La tecnología, no obstante, tiene buenas razones para explicar la fascinación que

recientemente ha ejercido sobre historiadores, filósofos y científicos políticos; buenas razones

que los modelos tradicionales de las ciencias sociales sólo abarcan en parte en sus

explicaciones de lo más interesante y problemático del tema. Ya he intentado mostrar en otro

lugar por qué una gran parte del pensamiento social y político moderno contiene afirmaciones

recurrentes acerca de la que se puede denominar teoría de la política tecnológica, una

amalgama de nociones a menudo cruzadas con filosofías liberales ortodoxas, conservadoras y

socialistas (Winner, 1977).

La teoría de las políticas tecnológicas presta mucha atención al ímpetu de los sistemas

sociotécnicos a gran escala, a la respuesta de las sociedades modernas a ciertos imperativos

tecnológicos y a todos los signos habituales de la adaptación de los fines humanos a los medios

técnicos. Al hacer esto, ofrece un nuevo conjunto de explicaciones e interpretaciones para

algunos de los patrones más problemáticos y confusos que han tomado forma dentro de y en

torno al crecimiento de la cultura material moderna. Un punto a favor de esta concepción es que

toman a los artefactos técnicos en serio. Más que insistir en que reduzcamos todo a una mera

interrelación entre fuerzas sociales, sugiere que prestemos atención a las características de los

objetos técnicos y al significado de tales características. Siendo un complemento necesario para,

más que un sustituto de las teorías de la determinación social de la tecnología, esta perspectiva

identifica ciertas tecnologías como fenómenos políticos por si mismas. Nos conduce, tomando

prestada la expresión filosófica de Edmund Husserl, a las cosas en sí mismas.
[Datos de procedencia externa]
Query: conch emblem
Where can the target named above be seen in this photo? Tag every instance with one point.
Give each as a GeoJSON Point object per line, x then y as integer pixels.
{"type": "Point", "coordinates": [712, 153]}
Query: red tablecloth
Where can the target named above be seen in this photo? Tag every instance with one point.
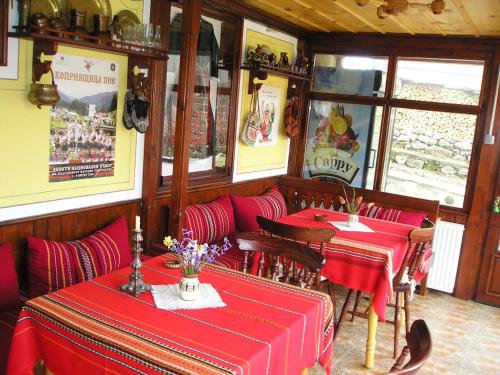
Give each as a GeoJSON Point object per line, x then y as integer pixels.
{"type": "Point", "coordinates": [360, 260]}
{"type": "Point", "coordinates": [93, 328]}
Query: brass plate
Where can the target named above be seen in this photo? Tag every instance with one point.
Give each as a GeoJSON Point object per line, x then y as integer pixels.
{"type": "Point", "coordinates": [92, 7]}
{"type": "Point", "coordinates": [50, 8]}
{"type": "Point", "coordinates": [128, 18]}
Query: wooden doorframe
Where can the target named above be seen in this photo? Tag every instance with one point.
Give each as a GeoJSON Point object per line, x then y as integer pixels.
{"type": "Point", "coordinates": [488, 288]}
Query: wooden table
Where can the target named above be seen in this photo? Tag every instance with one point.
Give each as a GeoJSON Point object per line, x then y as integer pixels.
{"type": "Point", "coordinates": [94, 328]}
{"type": "Point", "coordinates": [362, 261]}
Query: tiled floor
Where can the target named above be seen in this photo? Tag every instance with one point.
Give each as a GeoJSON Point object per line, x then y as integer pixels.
{"type": "Point", "coordinates": [465, 335]}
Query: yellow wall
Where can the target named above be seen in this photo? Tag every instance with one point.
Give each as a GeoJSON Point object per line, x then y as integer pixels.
{"type": "Point", "coordinates": [25, 129]}
{"type": "Point", "coordinates": [253, 159]}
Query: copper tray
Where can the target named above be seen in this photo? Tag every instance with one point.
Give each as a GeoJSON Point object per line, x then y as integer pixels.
{"type": "Point", "coordinates": [92, 7]}
{"type": "Point", "coordinates": [49, 8]}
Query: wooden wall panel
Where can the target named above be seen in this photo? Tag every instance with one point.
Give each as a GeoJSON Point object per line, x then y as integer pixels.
{"type": "Point", "coordinates": [62, 227]}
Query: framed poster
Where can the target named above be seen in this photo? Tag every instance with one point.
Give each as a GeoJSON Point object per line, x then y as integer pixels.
{"type": "Point", "coordinates": [338, 141]}
{"type": "Point", "coordinates": [82, 137]}
{"type": "Point", "coordinates": [269, 109]}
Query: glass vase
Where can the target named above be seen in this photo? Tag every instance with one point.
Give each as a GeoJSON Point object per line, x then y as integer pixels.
{"type": "Point", "coordinates": [189, 287]}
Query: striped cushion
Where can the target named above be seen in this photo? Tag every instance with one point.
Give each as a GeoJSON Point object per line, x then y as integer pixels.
{"type": "Point", "coordinates": [210, 222]}
{"type": "Point", "coordinates": [271, 205]}
{"type": "Point", "coordinates": [55, 265]}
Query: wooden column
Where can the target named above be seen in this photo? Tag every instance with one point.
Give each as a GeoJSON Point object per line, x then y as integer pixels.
{"type": "Point", "coordinates": [473, 244]}
{"type": "Point", "coordinates": [160, 15]}
{"type": "Point", "coordinates": [191, 14]}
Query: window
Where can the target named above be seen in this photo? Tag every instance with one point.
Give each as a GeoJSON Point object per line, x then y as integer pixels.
{"type": "Point", "coordinates": [428, 120]}
{"type": "Point", "coordinates": [342, 137]}
{"type": "Point", "coordinates": [340, 142]}
{"type": "Point", "coordinates": [430, 150]}
{"type": "Point", "coordinates": [212, 96]}
{"type": "Point", "coordinates": [350, 75]}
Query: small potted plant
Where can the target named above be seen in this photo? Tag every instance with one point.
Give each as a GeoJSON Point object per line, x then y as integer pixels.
{"type": "Point", "coordinates": [352, 205]}
{"type": "Point", "coordinates": [192, 257]}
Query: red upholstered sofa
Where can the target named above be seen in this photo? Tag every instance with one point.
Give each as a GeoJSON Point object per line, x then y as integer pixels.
{"type": "Point", "coordinates": [226, 216]}
{"type": "Point", "coordinates": [55, 265]}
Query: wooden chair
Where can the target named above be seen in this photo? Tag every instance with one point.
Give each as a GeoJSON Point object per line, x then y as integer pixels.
{"type": "Point", "coordinates": [313, 239]}
{"type": "Point", "coordinates": [287, 261]}
{"type": "Point", "coordinates": [418, 345]}
{"type": "Point", "coordinates": [420, 242]}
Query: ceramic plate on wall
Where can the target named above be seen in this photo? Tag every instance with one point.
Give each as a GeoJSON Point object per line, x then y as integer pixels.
{"type": "Point", "coordinates": [102, 7]}
{"type": "Point", "coordinates": [128, 18]}
{"type": "Point", "coordinates": [50, 8]}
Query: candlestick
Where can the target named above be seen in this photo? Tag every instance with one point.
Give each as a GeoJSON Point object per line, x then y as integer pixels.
{"type": "Point", "coordinates": [136, 285]}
A continuación esbozaré y ofreceré ejemplos de dos formas en las que los artefactos

pueden poseer propiedades políticas. En primer lugar, me ocupo de aquellos ejemplos en los

que la invención, diseño y preparativos de determinado instrumento o sistema técnico se

convierte en un medio para alcanzar un determinado fin dentro de una comunidad. Bien

enfocados, los ejemplos de este tipo resultan muy directos y fáciles de entender. En segundo

lugar, me ocuparé de casos de lo que se pueden denominar tecnologías inherentemente

políticas, sistemas ideados por humanos que parecen necesitar o ser fuertemente compatibles

con ciertos tipos de relaciones sociales. Los argumentos sobre este tipo de casos son mucho

más complejos y están más cerca del núcleo del tema que nos ocupa. Con el término "política"

me referiré a los acuerdos de poder y autoridad en las asociaciones humanas, así como a las

actividades que tienen lugar dentro de dichos acuerdos. Con el término "tecnología" haré

referencia a todo tipo de artefacto práctico moderno,(3) pero para evitar confusiones, prefiero

hablar de tecnologías, piezas o sistemas más o menos grandes de hardware de cierto tipo

especial. Mi intención aquí no es cerrar la discusión de una vez por todas, sino señalar sus

dimensiones y significados más generales.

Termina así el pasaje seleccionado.